02.02.11
Half a billion pounds wasted on poor NHS buying practices
NHS hospitals are wasting £500m a year on consumables through inefficient buying practices and the huge variety in products bought by different trusts – including 652 types of gloves and 1,751 types of cannula.
The National Audit Office investigation said procurement should become a “strategic priority” for the NHS as it seeks to make efficiencies. It is currently “failing” at this, according to NAO head Amyas Morse.
He said today: “We believe it is important to find effective ways to hold trusts directly to account to Parliament for their procurement practices.”

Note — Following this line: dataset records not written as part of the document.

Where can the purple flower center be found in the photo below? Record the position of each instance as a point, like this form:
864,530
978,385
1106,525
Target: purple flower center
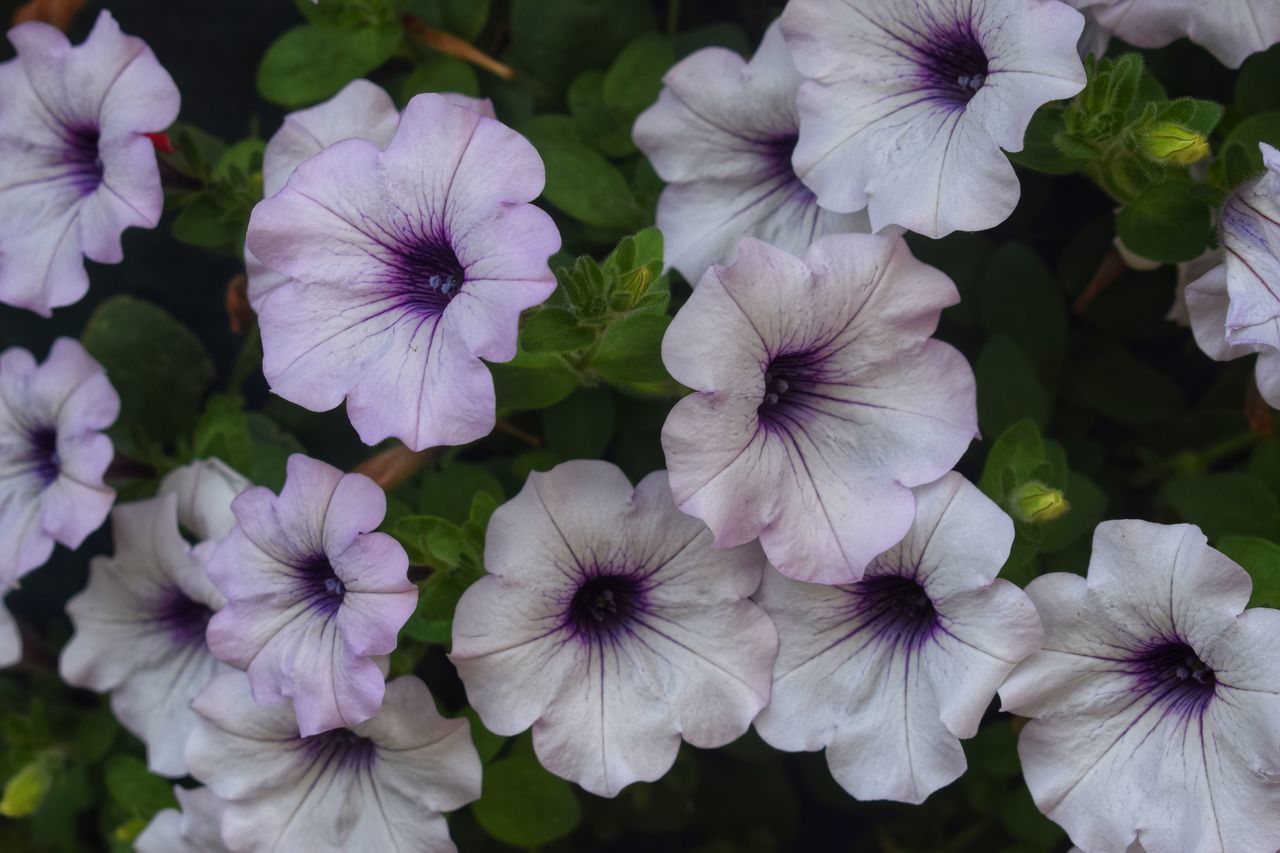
896,609
184,619
1173,673
321,585
951,60
82,158
45,460
425,273
604,605
341,748
790,387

Responsibility for better buying lies with each individual trust, rather than the Department of Health. But if trusts collaborated on large orders and rationalised the types of products they order, the savings could be enormous, the NAO calculated.
The NHS has to make £20 billion in efficiency savings over the next four years.
Margaret Hodge, who chairs Parliament’s Public Accounts Committee, called some of the buying practices “ridiculous” and “unacceptable”.
She said: “H ow can it be, for instance, that while one trust does its work with just 13 different types of surgical glove, another requires 177? These are well-known recipes for poor value for money that really ought to have been addressed by now.”
Health Secretary Andrew Lansley said the DoH was “considering launching a review” into NHS procurement.
The NAO said: “ Hospital trusts have complete freedom to decide what they buy and how they buy it. They can use regional procurement hubs or NHS Supply Chain or they can buy direct from suppliers. The limited evidence available suggests that new contracts are frequently being established which overlap and duplicate each other, incurring unnecessary administrative costs.”